Review Atlas

Menu

Shop by Category

Get the App

Better experience on mobile

Home > Coursera Courses > Advance Automation: Playbooks, Roles & Workflow Automation

Advance Automation: Playbooks, Roles & Workflow Automation

Rating:7/10
Beginner⏱️ 10 hours
View Course on Coursera →

Course Description

Offered by Board Infinity . Step into the next level of IT automation with Playbooks, Roles, and Workflow Automation — an intermediate ... Enroll for free.

Overview

This beginner-level Coursera course, "Advance Automation: Playbooks, Roles & Workflow Automation," clocks in at 10 hours and dives into IT automation topics like playbooks, roles, and workflow automation.
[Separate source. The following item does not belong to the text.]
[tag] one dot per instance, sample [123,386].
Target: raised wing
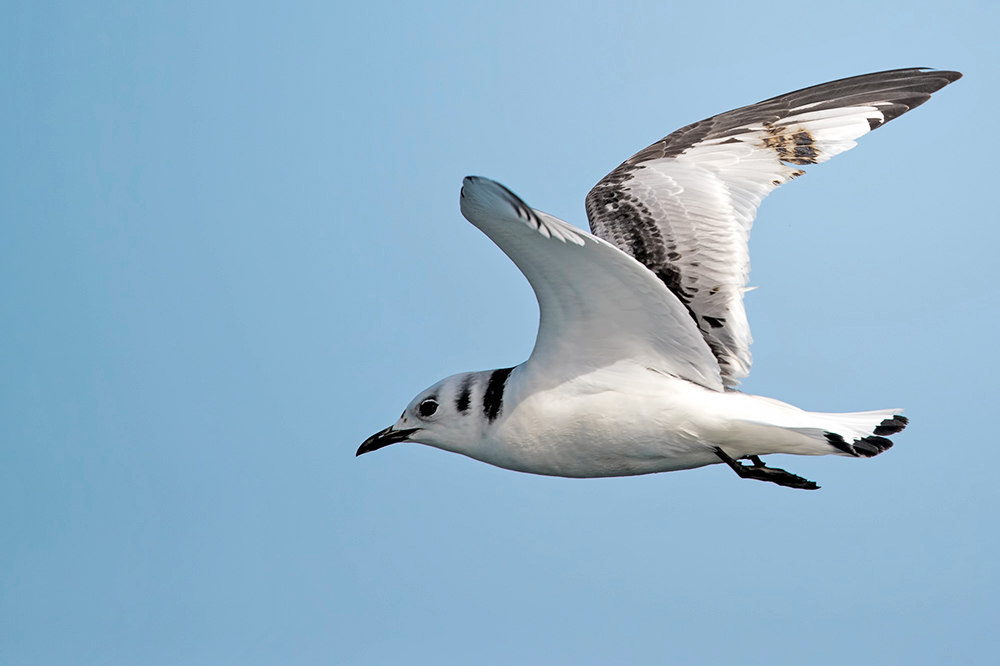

Offered by Board Infinity, it positions itself as a step up to the "next level" of automation—though the description hints at intermediate content despite the official beginner tag. It's free to enroll, making it an accessible entry point for practical automation skills.

Who It's For

Ideal for beginners with some basic familiarity in IT or scripting (inferred from the "advance" title and "next level" phrasing, even if labeled beginner), like junior sysadmins, DevOps aspiring folks, or IT support roles looking to automate repetitive tasks. It suits career goals in automation engineering, cloud ops, or DevOps where tools like Ansible (implied by playbooks/roles) are key. Self-paced learners on Coursera will thrive here, as it's structured for flexible, bite-sized progress over 10 hours.

Strengths

  • Concise and practical focus: At just 10 hours, it targets hands-on essentials like playbooks, roles, and workflow automation, prioritizing actionable IT skills over fluff.
  • Free access: Enroll for free on Coursera, removing financial barriers and letting you test the waters before any paid certificate upgrade.
  • Coursera ecosystem perks: Comes with the platform's reliable video/quiz format and a shareable certificate (upon completion/payment), which holds decent value for LinkedIn or entry-level resumes.
  • Board Infinity's niche: Offered by a training provider specializing in tech skills, suggesting targeted content for real-world automation workflows.

Weaknesses

  • Level confusion: Marketed as beginner but described as "intermediate" and "next level," which could frustrate true newbies without prior IT automation basics (e.g., YAML or basic Ansible).
  • Limited depth in short format: 10 hours might skim surfaces on complex topics like roles and workflows, leaving gaps for advanced users wanting projects or troubleshooting depth.
  • Sparse preview info: With minimal description and no syllabus details provided, it's hard to gauge exact content quality or hands-on elements upfront.

Curriculum Highlights

Based on the title and snippet, the standout syllabus revolves around core automation building blocks: playbooks for orchestrating tasks, roles for reusable components, and workflow automation for streamlining IT processes. This Ansible-inspired structure (inferred from terminology) stands out for its practicality—focusing on tools that directly translate to automating deployments, configs, and ops—making it a solid bridge from basics to production-ready skills, even if details are light.

Value Assessment

Absolutely worth the 10 hours, especially since it's free to enroll; the ROI shines for beginners eyeing DevOps or automation roles, where Coursera certs boost entry-level profiles. Paid certificate adds resume polish, but free alternatives like Ansible docs or YouTube abound—still, this structured package edges them for guided learning. Compared to longer paid courses (e.g., 20+ hour Udemy Ansible tracks), it's a low-commitment win if the intermediate tilt matches your starting point.

Bottom Line

Take this if you're a beginner with basic IT chops dipping into automation and want a quick, free Coursera intro to playbooks and roles—skip if you're a total novice or seeking in-depth projects.

Rating

7/10
Solid for its free, focused intro to key automation concepts in a short package, but docked for level inconsistency and lack of detailed content previews that could build more trust.